The history of the Spadina Expressway debacle in Toronto
When I strolled recently through Cedarvale Park, it was hard for me to imagine that the leafy ravine was once destined to become polluted and congested with high-volume traffic.
But, despite how hard it is to picture today, this would have been reality if 1950s urban planners with a short-term vision for the city got their way.
Cedarvale is an early twentieth-century neighbourhood, built by Sir Henry Pellatt of the nearby Casa Loma, would most certainly have a completely different character should the Spadina Expressway have been built.

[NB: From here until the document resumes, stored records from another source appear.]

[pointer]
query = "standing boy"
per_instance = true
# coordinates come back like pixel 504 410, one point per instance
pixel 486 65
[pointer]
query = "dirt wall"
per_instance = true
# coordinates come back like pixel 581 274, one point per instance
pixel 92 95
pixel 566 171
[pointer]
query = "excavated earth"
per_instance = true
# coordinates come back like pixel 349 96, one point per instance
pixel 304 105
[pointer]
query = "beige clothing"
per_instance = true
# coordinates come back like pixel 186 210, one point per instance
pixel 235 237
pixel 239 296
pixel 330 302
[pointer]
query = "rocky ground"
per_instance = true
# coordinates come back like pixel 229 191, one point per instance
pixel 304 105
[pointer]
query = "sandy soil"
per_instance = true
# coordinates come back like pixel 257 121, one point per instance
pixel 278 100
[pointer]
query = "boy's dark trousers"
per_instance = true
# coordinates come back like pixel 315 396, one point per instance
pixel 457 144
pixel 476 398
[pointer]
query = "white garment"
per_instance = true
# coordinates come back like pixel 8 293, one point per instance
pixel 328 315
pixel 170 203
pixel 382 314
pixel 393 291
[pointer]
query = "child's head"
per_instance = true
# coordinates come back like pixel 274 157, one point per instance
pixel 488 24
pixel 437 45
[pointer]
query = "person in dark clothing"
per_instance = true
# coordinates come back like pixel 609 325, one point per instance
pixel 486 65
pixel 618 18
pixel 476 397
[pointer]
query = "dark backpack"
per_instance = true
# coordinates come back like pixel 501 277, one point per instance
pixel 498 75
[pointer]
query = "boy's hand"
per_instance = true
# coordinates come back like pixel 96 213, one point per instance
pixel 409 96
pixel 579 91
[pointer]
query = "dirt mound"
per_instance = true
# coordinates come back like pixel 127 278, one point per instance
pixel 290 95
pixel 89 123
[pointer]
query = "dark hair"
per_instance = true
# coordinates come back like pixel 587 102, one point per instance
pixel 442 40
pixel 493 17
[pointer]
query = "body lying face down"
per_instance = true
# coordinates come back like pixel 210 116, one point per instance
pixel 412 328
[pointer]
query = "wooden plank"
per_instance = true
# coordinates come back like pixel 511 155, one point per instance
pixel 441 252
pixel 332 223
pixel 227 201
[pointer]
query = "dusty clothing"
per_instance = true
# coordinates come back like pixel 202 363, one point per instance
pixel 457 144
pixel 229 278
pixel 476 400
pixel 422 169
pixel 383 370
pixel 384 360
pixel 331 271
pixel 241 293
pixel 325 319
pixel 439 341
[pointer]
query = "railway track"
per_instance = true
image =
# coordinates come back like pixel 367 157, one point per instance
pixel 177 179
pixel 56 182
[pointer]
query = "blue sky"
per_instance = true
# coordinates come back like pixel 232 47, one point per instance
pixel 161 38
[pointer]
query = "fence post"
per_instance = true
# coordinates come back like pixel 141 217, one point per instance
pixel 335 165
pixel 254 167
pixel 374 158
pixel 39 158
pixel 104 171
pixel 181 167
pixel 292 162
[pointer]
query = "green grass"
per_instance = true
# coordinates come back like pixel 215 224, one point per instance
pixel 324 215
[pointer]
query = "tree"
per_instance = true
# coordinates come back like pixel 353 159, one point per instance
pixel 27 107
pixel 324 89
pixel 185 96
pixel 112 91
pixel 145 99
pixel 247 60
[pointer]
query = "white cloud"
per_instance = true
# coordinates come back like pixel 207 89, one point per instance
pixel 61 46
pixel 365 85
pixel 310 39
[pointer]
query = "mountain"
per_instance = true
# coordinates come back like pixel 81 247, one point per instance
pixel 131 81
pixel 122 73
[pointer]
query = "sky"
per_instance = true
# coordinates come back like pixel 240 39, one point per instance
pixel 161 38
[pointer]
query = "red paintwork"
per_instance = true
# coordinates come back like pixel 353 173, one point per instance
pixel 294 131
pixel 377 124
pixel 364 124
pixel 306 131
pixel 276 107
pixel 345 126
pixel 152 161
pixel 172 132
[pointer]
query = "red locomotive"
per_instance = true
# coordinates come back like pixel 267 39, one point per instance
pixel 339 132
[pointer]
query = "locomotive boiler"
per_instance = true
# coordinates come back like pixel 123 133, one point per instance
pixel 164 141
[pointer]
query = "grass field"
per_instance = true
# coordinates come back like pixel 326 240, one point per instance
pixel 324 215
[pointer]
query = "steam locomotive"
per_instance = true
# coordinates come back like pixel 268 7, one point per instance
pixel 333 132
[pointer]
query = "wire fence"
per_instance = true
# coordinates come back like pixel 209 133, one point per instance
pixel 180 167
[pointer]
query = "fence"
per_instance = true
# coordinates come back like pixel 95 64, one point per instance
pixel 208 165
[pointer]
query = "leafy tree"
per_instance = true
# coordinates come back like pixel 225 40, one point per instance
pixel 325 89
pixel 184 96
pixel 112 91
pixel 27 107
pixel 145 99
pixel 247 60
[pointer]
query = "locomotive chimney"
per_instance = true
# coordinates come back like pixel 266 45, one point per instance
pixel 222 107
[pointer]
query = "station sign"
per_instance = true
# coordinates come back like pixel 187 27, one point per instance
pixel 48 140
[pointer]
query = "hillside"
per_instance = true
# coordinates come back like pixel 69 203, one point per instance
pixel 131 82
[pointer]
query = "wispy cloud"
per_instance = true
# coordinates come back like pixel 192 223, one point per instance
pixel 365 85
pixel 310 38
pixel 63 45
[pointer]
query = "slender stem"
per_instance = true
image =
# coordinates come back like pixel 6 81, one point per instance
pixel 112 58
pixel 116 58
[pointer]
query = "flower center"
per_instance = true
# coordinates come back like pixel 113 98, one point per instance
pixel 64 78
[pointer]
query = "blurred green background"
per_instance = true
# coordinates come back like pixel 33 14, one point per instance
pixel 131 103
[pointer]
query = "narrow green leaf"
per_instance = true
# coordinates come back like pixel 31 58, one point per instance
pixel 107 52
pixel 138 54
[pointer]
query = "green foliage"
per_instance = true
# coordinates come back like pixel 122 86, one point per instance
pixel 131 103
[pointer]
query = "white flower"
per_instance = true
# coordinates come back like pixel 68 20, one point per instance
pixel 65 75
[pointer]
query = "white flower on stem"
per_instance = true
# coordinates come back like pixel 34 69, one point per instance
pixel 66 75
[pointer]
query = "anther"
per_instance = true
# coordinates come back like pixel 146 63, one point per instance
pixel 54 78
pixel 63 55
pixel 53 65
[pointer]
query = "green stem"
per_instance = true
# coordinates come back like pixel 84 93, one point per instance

The Annex, along with parts of U of T's campus, would have also shared in this fate, and the Spadina Museum (next door to Casa Loma) would have been demolished.
Many decades later, the Spadina Expressway controversy is a reminder of the post-war clash between the interests of inner-city dwellers and the values of suburbanites and of a redevelopment philosophy that could be summarized as "to hell with the old...bring on the new."
In The Shape of the City: Toronto Struggles with Modern Planning, John Sewell, a former mayor of Toronto and one of the key activists in what became a grassroots movement against the highway, writes that as the former wanted to protect their neighbourhoods, the latter desired an easy access to downtown, where a vast majority of them worked.
Like elsewhere in North America, a good chunk of Toronto's middle class moved away from the inner city to the urban fringe and beyond, relying on cars to ferry them from their remotely located, under-serviced and often unsustainable, suburban communities.
These two opposing visions for the city were reflected in the Metro Council and the Toronto City Council. Not surprisingly, the suburban councillors were all much in favour of the highway, while the majority of the Toronto councillors opposed it.
The Spadina Expressway was one of a series of planned highway routes for the city, which included a Highway 400 extension, Scarborough, and the Crosstown.
All of them were to culminate in the centre of the city. Nearly a thousand houses were to be demolished and in their place new parking lots were to be constructed.
To Sewell and others, this plan did not simply mean getting downtown faster; it was really a "remaking [of] the city in a radical fashion."
Those opposing the Spadina Expressway banded together in a coalition called Stop Spadina Save Our City Coordinating Committee (SSSOCCC).
It was organized in the 1960s by Alan Powell, a U of T professor, and its membership included Jane Jacobs (who resided in the Annex) as well as practically every social group who was affected by the potential appearance of the expressway.
The group lobbied powerfully for several years, organized demonstrations, crowded political meetings and researched links among various politicians to the highway.
The Spadina Expressway became the election issue in 1969, and Sewell, a member of the SSSOCCC, was elected to the Toronto City council.
In tune with other councillors who stood against the erection of the expressway, he vowed fiercely to continue to oppose the expressway at the Councils and to take the fight to the provincial government if necessary.
The Spadina Expressway was fortunately never completed, and the part that did get built was renamed W. R. Allen Road.
However, before Bill Davis, the provincial premier, halted the construction in 1971, a giant ditch was dug up in the north end of Cedervale park, which served as a reminder of how closely it came to destroying the essence of the inner city.
Other bits of evidence of the planned expressway also remain elsewhere in the city. As Mark Osbaldeston notes in Unbuilt Toronto: A History of the City that Might Have Been, the facade of U of T's New College that faces Spadina is windowless (builders anticipated an ugly view).
Also, the lawn at the Toronto Archives sets the building far back from the street to accommodate the expressway that was thought to be coming and the Ben Nobelman Parkette just south of Allen Road's termination at Eglinton was built on land that had been acquired for the expressway's path south.
In fact, in 1985 the province leased the city a three feet deep by 750 feet long tract of land in the same area just to ensure that Metro couldn't somehow find a way to continue with the highway.
This narrow strip serves as a mostly symbolic blockade, but an important one for those who cherish neighbourhoods like Cedervale and the Annex.